The Department of Homeland Security (DHS) announced a final rule, published on August 3, 2020, to take effect 60 days later, that will increase many immigration and naturalization fees charged by U.S. Citizenship and Immigration Services (USCIS) and reduce some others. It also removes certain fee exemptions; changes fee waiver requirements; establishes multiple fees for nonimmigrant worker petitions; alters premium processing time limits; and makes changes related to setting, collecting and administering fees, among other things. Overall, DHS said it is increasing USCIS fees by a “weighted average” of 20 percent.

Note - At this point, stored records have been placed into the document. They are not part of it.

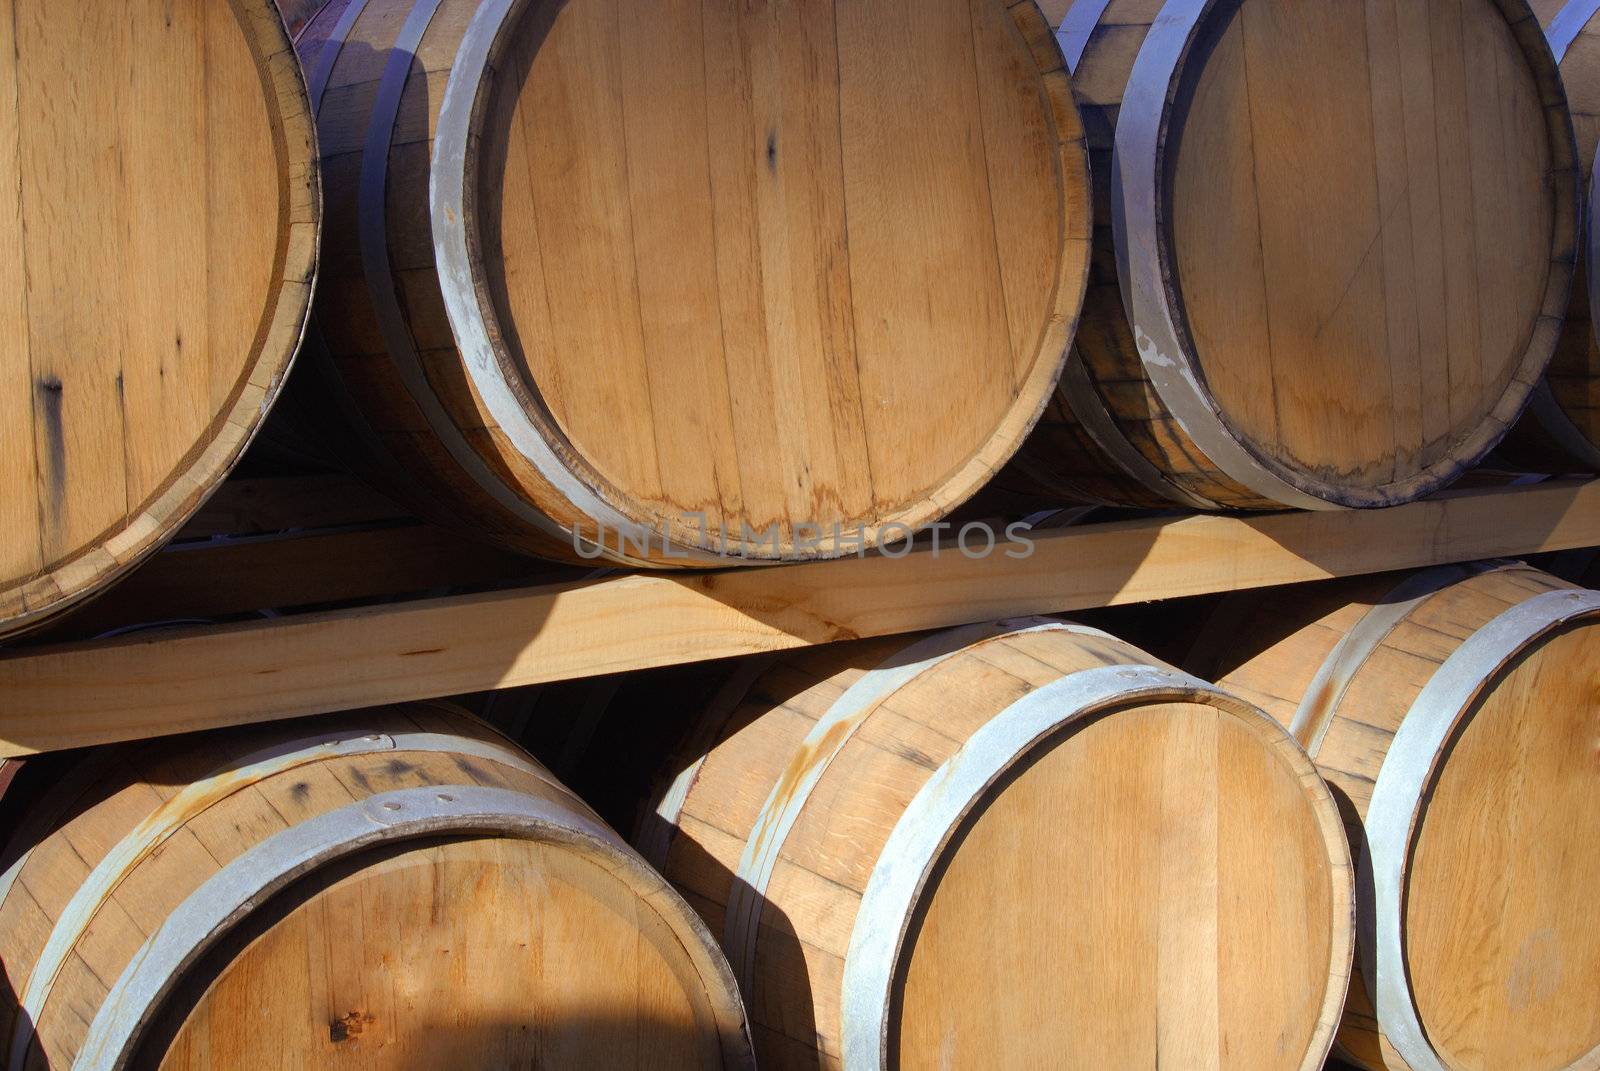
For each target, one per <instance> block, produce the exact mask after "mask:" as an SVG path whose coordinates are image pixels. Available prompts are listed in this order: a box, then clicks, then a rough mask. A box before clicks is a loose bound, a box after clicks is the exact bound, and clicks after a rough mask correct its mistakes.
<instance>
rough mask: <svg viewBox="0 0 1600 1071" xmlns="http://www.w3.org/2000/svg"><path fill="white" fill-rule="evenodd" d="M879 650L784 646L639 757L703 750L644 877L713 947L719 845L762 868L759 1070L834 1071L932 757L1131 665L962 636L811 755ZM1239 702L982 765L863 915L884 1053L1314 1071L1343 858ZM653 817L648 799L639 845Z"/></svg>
mask: <svg viewBox="0 0 1600 1071" xmlns="http://www.w3.org/2000/svg"><path fill="white" fill-rule="evenodd" d="M902 644H904V642H902V640H901V642H890V640H874V642H870V644H854V645H843V647H829V648H819V650H814V652H803V653H797V655H787V656H782V658H781V660H778V661H774V663H773V664H771V666H768V668H766V669H763V671H762V672H760V674H758V676H757V677H755V679H754V682H749V684H747V685H746V687H744V688H742V690H741V692H738V693H734V696H733V700H731V703H726V704H722V706H717V708H712V709H707V711H706V712H704V716H702V722H704V724H702V725H701V727H699V728H698V730H694V733H691V736H690V738H691V740H701V735H702V733H709V736H707V738H706V740H709V743H706V744H701V746H696V748H693V749H685V751H683V752H682V754H680V756H677V757H675V759H672V760H670V762H669V764H666V768H664V770H662V772H664V773H666V775H667V776H670V775H675V773H678V772H682V770H686V768H690V767H688V764H690V762H693V760H696V759H698V757H701V756H704V762H702V764H701V765H699V767H698V768H696V770H694V775H693V780H691V781H690V783H688V789H686V796H685V797H683V800H682V808H680V810H677V812H675V813H667V815H666V820H667V821H670V823H672V828H670V829H667V832H669V836H670V840H669V842H667V852H666V861H664V872H666V874H667V876H669V877H670V879H672V880H674V882H675V884H677V885H678V887H680V888H682V890H683V892H685V897H686V898H688V900H690V903H691V905H694V906H696V909H699V911H701V914H702V916H704V917H706V921H707V924H709V925H710V927H712V930H714V932H717V933H720V935H723V940H725V943H726V941H730V940H731V930H726V911H725V909H726V908H728V905H730V897H733V895H738V890H739V888H741V887H742V884H744V882H746V880H747V877H746V876H744V871H742V869H741V853H742V852H746V845H747V844H750V842H758V844H762V845H766V847H768V848H770V850H773V852H774V853H776V864H774V868H773V871H771V879H770V882H768V884H766V885H765V888H763V892H762V897H763V900H762V908H760V911H762V924H760V929H758V932H757V933H755V935H754V941H755V951H754V977H752V978H750V980H749V986H747V991H746V993H747V1002H749V1009H750V1017H752V1026H754V1028H755V1039H757V1050H758V1055H760V1058H762V1061H763V1066H838V1065H840V1060H842V1055H843V1050H842V1047H840V1037H842V1031H843V1026H845V1020H843V1017H845V1015H846V1013H848V1012H846V1009H848V1004H846V1002H845V1001H842V989H840V988H842V985H843V978H845V970H846V959H848V956H851V954H854V953H853V951H851V940H853V933H856V927H858V925H859V921H858V911H859V909H861V898H862V893H864V890H866V888H867V887H869V882H870V880H872V879H874V872H875V871H877V869H878V868H880V866H885V864H886V861H885V858H883V852H885V848H886V842H888V837H890V832H891V829H894V826H896V823H898V821H901V818H902V815H904V812H906V808H907V805H909V804H910V800H912V797H914V796H915V794H917V792H918V789H922V788H923V786H925V784H926V783H928V780H930V776H933V773H934V770H938V768H939V767H941V764H946V762H949V760H952V757H954V756H957V754H958V751H960V749H962V748H963V744H966V743H968V741H970V740H971V738H973V735H974V733H976V732H979V730H981V728H984V727H986V725H989V724H990V722H992V719H995V717H997V716H998V714H1000V712H1002V711H1003V709H1005V708H1006V706H1010V704H1011V703H1014V701H1018V700H1022V698H1024V696H1027V695H1029V693H1032V692H1034V690H1035V688H1040V687H1045V685H1050V684H1053V682H1056V680H1059V679H1061V677H1064V676H1069V674H1072V672H1078V671H1085V669H1094V668H1106V666H1128V664H1141V663H1144V664H1147V663H1149V661H1150V660H1149V658H1147V656H1146V655H1142V653H1141V652H1138V650H1136V648H1131V647H1128V645H1125V644H1122V642H1118V640H1114V639H1110V637H1104V636H1083V634H1070V632H1062V631H1045V632H1019V634H1008V636H1000V637H994V639H987V640H976V642H973V644H970V645H966V647H965V648H958V650H957V653H954V655H952V656H950V658H947V660H946V661H941V663H936V664H931V666H928V668H923V669H922V671H920V672H918V674H917V676H914V677H910V679H909V680H906V682H904V684H899V685H896V687H894V688H891V690H890V692H888V693H885V695H883V696H880V698H877V700H874V701H870V703H869V704H867V706H866V708H864V709H862V711H861V720H859V728H856V730H854V732H853V733H851V732H848V730H846V727H843V725H840V727H835V728H832V730H829V732H827V733H826V735H822V736H818V738H816V740H814V741H808V733H813V732H814V728H816V725H818V720H819V719H822V717H827V716H829V714H830V712H834V711H835V703H837V701H838V700H840V696H842V695H843V693H845V690H846V688H848V687H851V685H858V684H867V682H870V680H872V679H874V674H877V672H882V671H880V669H878V666H880V664H882V663H883V661H885V660H886V658H890V656H891V655H893V653H894V652H896V648H898V647H899V645H902ZM723 676H726V671H725V674H723ZM648 695H650V692H646V693H645V695H634V696H632V698H630V700H629V698H627V696H624V698H619V700H616V701H613V703H611V704H610V708H608V711H606V717H608V719H613V717H614V719H616V725H614V727H613V728H611V730H610V732H611V736H608V738H606V740H608V741H610V740H613V738H622V740H626V733H627V728H626V725H627V724H630V722H634V720H637V719H638V717H640V716H643V714H645V711H643V709H637V708H635V706H632V703H637V701H642V700H646V698H648ZM654 695H658V696H661V695H662V693H661V690H656V693H654ZM664 698H666V701H667V703H669V704H670V703H674V701H675V700H677V696H675V695H674V693H666V696H664ZM685 701H686V703H691V701H693V700H685ZM1246 711H1248V708H1245V706H1240V708H1237V709H1224V708H1222V706H1221V704H1216V703H1213V701H1210V700H1206V698H1202V696H1194V695H1174V698H1173V701H1166V703H1163V701H1154V700H1147V701H1142V703H1139V701H1134V703H1130V704H1128V706H1123V708H1114V709H1112V711H1110V712H1107V714H1104V716H1101V717H1093V719H1085V720H1083V722H1082V724H1075V725H1072V727H1066V728H1061V730H1058V732H1056V733H1051V735H1048V736H1045V740H1043V741H1040V743H1038V744H1037V746H1035V748H1032V749H1030V751H1029V752H1027V754H1026V757H1024V759H1022V760H1021V762H1019V764H1018V765H1016V767H1013V768H1011V772H1010V773H1008V775H1005V776H1002V778H1000V780H998V781H997V788H994V789H992V791H990V792H989V794H986V796H984V799H982V800H981V802H978V804H976V805H974V808H973V812H971V816H970V818H968V820H966V821H965V823H962V831H960V832H957V834H954V836H952V839H950V842H949V844H950V847H947V848H946V850H944V853H942V855H941V856H939V868H938V871H936V877H934V879H933V880H931V882H930V885H928V887H926V888H925V890H923V892H922V897H920V901H918V903H917V905H915V906H914V909H912V916H910V917H909V919H904V921H899V919H894V921H877V925H886V927H894V925H901V924H906V925H909V929H907V930H906V933H907V935H906V946H904V948H902V951H901V957H899V961H898V967H896V975H894V977H896V983H894V989H893V997H891V1010H890V1060H891V1065H894V1066H989V1065H1005V1066H1034V1065H1048V1066H1066V1068H1104V1066H1117V1068H1144V1066H1149V1068H1157V1066H1173V1065H1174V1061H1176V1066H1184V1068H1208V1066H1210V1068H1224V1066H1251V1068H1262V1069H1264V1068H1307V1069H1312V1068H1318V1066H1320V1065H1322V1060H1323V1055H1325V1050H1326V1044H1328V1039H1330V1037H1331V1028H1333V1018H1331V1017H1333V1015H1334V1013H1336V1009H1338V1005H1339V1002H1341V1001H1342V993H1344V981H1346V973H1347V969H1349V965H1347V964H1349V961H1347V957H1349V948H1350V941H1352V940H1354V937H1352V929H1350V900H1349V895H1350V893H1349V887H1347V885H1346V882H1347V880H1349V872H1347V869H1346V868H1347V855H1346V853H1344V850H1342V847H1341V834H1339V829H1338V818H1336V813H1334V810H1333V805H1331V800H1330V799H1328V797H1326V796H1325V794H1323V789H1322V788H1320V784H1318V780H1317V776H1315V773H1314V770H1312V768H1310V767H1309V764H1306V762H1304V757H1302V756H1301V754H1299V751H1298V748H1294V744H1293V743H1291V741H1290V738H1288V736H1286V735H1283V733H1282V732H1280V730H1278V728H1277V727H1274V725H1272V724H1270V722H1269V720H1267V719H1262V717H1258V716H1254V714H1248V716H1246ZM1069 712H1070V711H1067V709H1062V711H1061V714H1062V717H1066V716H1067V714H1069ZM549 717H562V712H560V711H554V712H550V714H549ZM835 746H838V748H840V751H838V752H837V754H835V756H834V757H832V760H830V762H829V764H827V765H826V767H821V775H819V778H818V780H816V783H814V788H811V789H810V792H808V794H806V796H797V788H795V786H797V784H800V783H802V778H803V776H806V775H808V773H811V772H814V770H816V768H818V762H819V759H821V757H822V756H824V754H827V752H830V751H832V748H835ZM605 754H606V752H600V754H594V756H589V757H590V759H592V760H594V765H595V768H614V765H613V764H610V762H605ZM656 762H658V764H659V759H656ZM770 794H776V796H778V797H779V799H797V800H798V802H800V810H798V815H797V816H795V821H794V824H792V828H789V829H787V831H782V832H776V831H774V828H773V824H771V821H770V818H771V812H770V810H768V796H770ZM658 813H659V807H654V808H651V807H648V805H646V808H645V823H643V826H642V829H640V832H642V836H643V840H642V844H643V842H648V840H651V834H653V832H656V831H658V829H656V828H659V824H661V821H662V818H661V816H658ZM901 864H904V861H901ZM856 935H859V933H856ZM726 948H728V951H730V956H731V957H733V962H734V965H736V969H738V964H739V948H738V946H734V945H726Z"/></svg>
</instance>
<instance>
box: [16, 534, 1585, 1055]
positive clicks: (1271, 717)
mask: <svg viewBox="0 0 1600 1071" xmlns="http://www.w3.org/2000/svg"><path fill="white" fill-rule="evenodd" d="M1558 567H1560V568H1562V570H1563V572H1568V573H1571V575H1574V576H1584V578H1586V580H1590V581H1592V580H1594V578H1595V573H1597V572H1600V570H1595V567H1594V556H1589V557H1568V559H1563V560H1562V562H1558ZM1163 613H1165V615H1166V616H1171V615H1179V616H1181V628H1178V629H1173V626H1171V621H1162V623H1160V628H1144V626H1138V624H1130V626H1126V629H1125V631H1128V629H1131V632H1139V631H1141V629H1142V631H1149V632H1150V634H1152V636H1155V634H1160V636H1162V637H1163V644H1165V645H1166V647H1170V648H1171V650H1173V652H1174V655H1173V656H1174V660H1176V661H1178V663H1181V664H1184V666H1186V668H1187V671H1189V672H1186V671H1184V669H1179V668H1176V666H1174V664H1170V663H1166V661H1162V660H1158V658H1154V656H1150V655H1147V653H1144V652H1141V650H1139V648H1138V647H1133V645H1131V644H1128V642H1125V640H1120V639H1115V637H1112V636H1109V634H1106V632H1102V631H1098V629H1094V628H1088V626H1083V624H1074V623H1069V621H1061V620H1014V621H997V623H987V624H976V626H966V628H960V629H954V631H949V632H939V634H931V636H923V637H896V639H882V640H864V642H853V644H842V645H832V647H819V648H813V650H806V652H800V653H786V655H773V656H763V658H754V660H744V661H738V663H722V664H706V666H690V668H682V669H675V671H658V672H645V674H635V676H627V677H614V679H603V680H584V682H574V684H570V685H550V687H546V688H541V690H534V692H531V693H525V692H510V693H498V695H496V696H493V698H490V700H486V701H472V703H474V704H475V706H478V709H480V712H482V716H483V717H485V719H486V720H488V724H485V720H478V719H477V717H474V716H469V714H466V712H464V711H462V709H461V708H456V706H448V704H410V706H402V708H392V709H382V711H363V712H355V714H346V716H338V717H330V719H320V720H304V722H285V724H280V725H267V727H256V728H250V730H235V732H216V733H208V735H202V736H187V738H182V736H181V738H171V740H165V741H152V743H144V744H126V746H115V748H104V749H98V751H91V752H85V754H75V756H74V754H66V756H56V757H46V759H35V760H30V762H29V764H27V765H26V767H24V770H22V775H21V776H18V778H16V781H14V783H13V784H11V786H10V789H6V792H5V796H3V797H0V810H3V812H5V816H6V823H5V828H8V831H11V836H10V839H8V840H10V842H8V845H6V847H5V855H3V856H0V864H3V871H0V962H3V964H5V980H6V983H8V986H10V988H11V993H13V1002H11V1009H10V1012H11V1013H10V1021H8V1023H6V1025H5V1031H6V1033H5V1034H3V1037H5V1045H8V1052H10V1060H11V1063H13V1066H67V1065H74V1066H125V1065H130V1063H136V1065H139V1066H146V1065H160V1066H259V1065H261V1063H262V1061H277V1060H280V1058H282V1057H285V1053H288V1058H290V1061H291V1063H306V1065H318V1066H336V1065H338V1066H342V1065H352V1066H398V1065H406V1066H416V1065H429V1066H443V1065H450V1066H469V1065H472V1066H522V1065H526V1063H528V1061H530V1060H538V1061H541V1063H546V1065H550V1066H595V1065H597V1063H598V1065H611V1063H638V1061H648V1063H651V1066H747V1065H749V1063H750V1061H752V1060H758V1061H760V1063H762V1066H773V1068H816V1066H824V1068H834V1066H850V1068H877V1066H925V1065H942V1066H1035V1065H1048V1066H1067V1068H1106V1066H1117V1068H1134V1069H1136V1068H1149V1069H1150V1071H1154V1069H1155V1068H1160V1066H1184V1068H1240V1069H1246V1071H1258V1069H1274V1068H1285V1069H1304V1071H1315V1068H1320V1066H1322V1063H1323V1060H1325V1058H1326V1057H1328V1053H1330V1050H1331V1052H1333V1053H1336V1055H1338V1057H1341V1058H1342V1060H1346V1061H1349V1063H1352V1065H1355V1066H1360V1068H1370V1069H1373V1071H1405V1069H1410V1071H1422V1069H1427V1071H1440V1069H1446V1071H1469V1069H1470V1071H1486V1069H1496V1071H1504V1069H1512V1071H1558V1069H1565V1068H1582V1066H1587V1061H1592V1058H1594V1052H1595V1050H1597V1047H1600V986H1597V985H1595V983H1597V980H1600V938H1597V937H1595V932H1594V925H1592V922H1590V906H1589V900H1590V890H1592V888H1594V884H1595V880H1597V879H1600V855H1595V852H1594V844H1595V840H1597V836H1600V802H1597V800H1600V791H1597V788H1600V784H1597V778H1600V770H1597V767H1595V760H1594V741H1595V738H1597V732H1600V592H1595V591H1587V589H1582V588H1579V586H1576V584H1573V583H1570V581H1565V580H1558V578H1557V576H1554V575H1550V573H1544V572H1539V570H1534V568H1530V567H1528V565H1523V564H1517V562H1485V564H1477V565H1461V567H1446V568H1438V570H1430V572H1424V573H1418V575H1394V576H1371V578H1357V580H1349V581H1330V583H1323V584H1312V586H1301V588H1290V589H1277V591H1264V592H1242V594H1237V596H1230V597H1227V599H1222V600H1221V602H1213V604H1208V605H1186V607H1171V605H1170V607H1165V610H1163ZM1174 634H1176V636H1178V637H1179V639H1178V640H1176V642H1173V640H1171V637H1173V636H1174ZM1190 674H1194V676H1190ZM1202 677H1210V679H1216V680H1218V684H1216V685H1213V684H1205V682H1203V679H1202ZM490 724H493V725H494V727H498V730H499V732H496V728H491V727H490ZM502 733H504V735H502ZM514 740H517V741H520V743H523V744H526V746H528V748H530V749H531V751H533V752H536V754H539V756H541V757H542V759H544V760H546V765H541V762H538V760H534V759H533V757H531V756H530V754H528V752H525V751H523V749H522V748H518V746H517V744H514V743H512V741H514ZM552 768H554V770H555V772H557V775H558V776H560V778H562V780H560V781H557V780H555V775H552V773H550V770H552ZM563 783H565V784H571V786H574V788H578V789H579V791H581V792H582V794H584V797H586V799H587V800H589V804H586V802H581V800H579V799H578V797H576V796H574V794H573V792H571V791H570V789H568V788H563ZM590 805H592V807H594V808H595V810H590ZM606 821H610V823H611V824H610V826H608V824H605V823H606ZM613 828H619V829H627V831H630V837H629V840H630V845H629V844H624V839H622V837H619V836H618V834H614V832H611V829H613ZM651 864H653V866H651ZM662 876H664V877H662ZM669 882H670V885H669Z"/></svg>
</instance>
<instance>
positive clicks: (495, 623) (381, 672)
mask: <svg viewBox="0 0 1600 1071" xmlns="http://www.w3.org/2000/svg"><path fill="white" fill-rule="evenodd" d="M1595 544H1600V485H1595V483H1581V482H1565V480H1550V482H1546V483H1541V485H1534V487H1518V488H1510V490H1506V488H1501V490H1472V491H1461V493H1453V495H1446V496H1440V498H1437V499H1430V501H1424V503H1416V504H1410V506H1402V507H1395V509H1387V511H1352V512H1346V514H1338V515H1322V514H1278V515H1261V517H1250V519H1232V517H1206V515H1202V517H1182V519H1170V517H1168V519H1160V517H1158V519H1146V520H1131V522H1115V523H1104V525H1082V527H1074V528H1062V530H1056V531H1050V533H1040V535H1038V536H1037V538H1035V540H1034V551H1032V554H1029V556H1027V557H1008V554H1006V551H1014V552H1016V554H1026V548H1024V546H1011V548H1008V546H1006V544H1002V546H1000V548H998V549H997V551H995V554H994V556H990V557H987V559H966V557H963V556H962V554H952V552H950V551H949V549H946V551H944V552H942V554H939V556H938V557H936V556H934V554H933V552H931V551H918V552H912V554H909V556H907V557H904V559H899V560H894V559H866V560H856V559H846V560H842V562H821V564H813V565H792V567H786V568H781V570H762V572H750V573H744V572H741V573H720V575H709V576H699V578H690V580H686V578H670V576H648V575H646V576H624V578H614V580H600V581H586V583H578V584H565V586H552V588H534V589H525V591H504V592H490V594H475V596H462V597H450V599H434V600H418V602H411V604H398V605H387V607H366V608H355V610H346V612H331V613H322V615H307V616H301V618H285V620H278V621H272V623H251V624H242V626H227V628H213V629H190V631H174V632H170V634H163V636H160V637H146V639H123V640H115V642H102V644H88V645H62V647H56V648H45V650H38V652H27V650H18V652H13V653H10V655H6V656H0V692H3V693H5V695H6V703H5V704H3V708H0V756H14V754H27V752H32V751H53V749H61V748H75V746H86V744H93V743H107V741H112V740H130V738H139V736H149V735H162V733H171V732H184V730H192V728H208V727H218V725H234V724H242V722H254V720H269V719H275V717H291V716H298V714H314V712H323V711H331V709H352V708H358V706H371V704H379V703H392V701H403V700H413V698H424V696H437V695H461V693H467V692H480V690H490V688H501V687H514V685H520V684H538V682H546V680H562V679H570V677H582V676H598V674H606V672H621V671H626V669H642V668H648V666H667V664H678V663H686V661H704V660H709V658H725V656H731V655H749V653H758V652H771V650H782V648H790V647H805V645H810V644H827V642H834V640H840V639H854V637H866V636H886V634H894V632H909V631H917V629H928V628H947V626H952V624H960V623H966V621H982V620H990V618H995V616H1016V615H1026V613H1054V612H1066V610H1082V608H1088V607H1104V605H1126V604H1134V602H1146V600H1150V599H1170V597H1178V596H1195V594H1206V592H1219V591H1235V589H1248V588H1264V586H1270V584H1290V583H1296V581H1307V580H1325V578H1328V576H1347V575H1355V573H1368V572H1378V570H1386V568H1418V567H1426V565H1437V564H1445V562H1461V560H1475V559H1482V557H1496V556H1507V554H1531V552H1539V551H1560V549H1573V548H1587V546H1595Z"/></svg>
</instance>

The Form I-589, Application for Asylum and for Withholding of Removal, which formerly had no fee, will now have a fee of $50. The Form I-765, Application for Employment Authorization (non-DACA) fee is increased 34 percent, to $550. The Biometric Services (non-DACA) fee is reduced from $85 to $30. There are increases in some Form I-129 Petitions for a Nonimmigrant Worker, such as the I-129H1 (to $555), the I-129H2A (to $850), the I-129H2B (to $715), the I-129L (to $805) and the I-129O ($705). The Form N-400, Application for Naturalization, has increased to $1,160 (online filing) or $1,170 (paper filing). The Form N-600, Application for Certificate of Citizenship (online and paper), has decreased by 15 percent, to $990 and $1,000, respectively.
Additional fees and changes are listed in the final rule. We recommend filing applications for which fees will increase before the effective date, when possible.